8:59 AM, December 19, 2013

Blogger Sabine Hossenfelder said...

Shantanu,

It's an interesting question, but not one there is an easy answer to. To begin with, in the bi-metric gravity setting there are two propagating fields, one massless and one massive, but the metrics are (if I recall correctly) actually superpositions of these (ie not mass eigenstates). So I don't think the constraints can be applied just by looking at the numbers. Second, the paper you refer to actually has a constraint on the speed, not on the mass. If the mass is non-zero the effect on the speed depends on the energy, thus the constraint is dependent on the situation (I didn't read the paper). Third, my gut feeling would be that for the typical mass-scales expected for the graviton (of the order of the Hubble-radius), the effect on the propagation speed is way beyond experimental precision in the regime where you can measure it.

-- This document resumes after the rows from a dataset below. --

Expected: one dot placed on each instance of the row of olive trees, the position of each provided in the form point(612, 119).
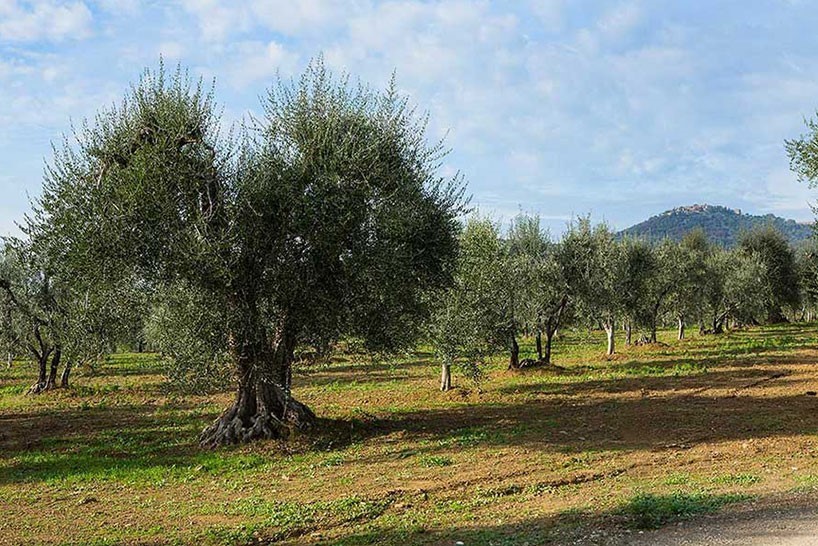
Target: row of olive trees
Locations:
point(325, 218)
point(52, 318)
point(522, 282)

But maybe it's something worth looking into. I am not aware that somebody did it before. Best,

B.

9:08 AM, December 19, 2013

Blogger Sabine Hossenfelder said...

Phillip,

Yes, one of the motivations to look into this is to have an alternative to LambdaCDM. You want there to be modifications on supergalactic scales, but not screw up solar system physics. That roughly tells you the ballpark for the graviton mass. There are in my counting 3 different cosmological constant problems, which one are you referring to? Best,

B.

9:12 AM, December 19, 2013

Blogger Phillip Helbig said...

"There are in my counting 3 different cosmological constant problems, which one are you referring to?"

Let's see:

1. What is dark energy?

2. Why is its energy density roughly comparable to that of matter (coincidence problem)?

3. Why is its energy density much smaller than QFT estimates on the back of the proverbial envelope (classical "cosmological constant problem").

Perhaps there are others.

The paper argues that none of the three is really a problem, at least not a problem with the cosmological constant.

I really hate the term "dark energy". It was chosen to make things seem more sensationalistic than they are. Yes, one should check whether the equation of state w really is exactly -1 and does not change with time, but since no evidence indicates otherwise, I think we should continue to think of it as the cosmological constant until proven otherwise.

10:40 AM, December 19, 2013

Blogger steven said...

There is a slight inaccuracy in crediting the authors. The key element to avoid the BD ghost in massive gravity was introduced by de Rham-Gabadadze-Tolley, ie, the theory was constructed by dRGT, hence the prevalence use of the term "the dRGT model" in the active community.

Hassan and Rosen proved that the dRGT model is free of the BD ghost. They also showed that promoting the second metric to be dynamic, ie, a bi-metric dRGT-like model, does not re-introduced any BD ghost.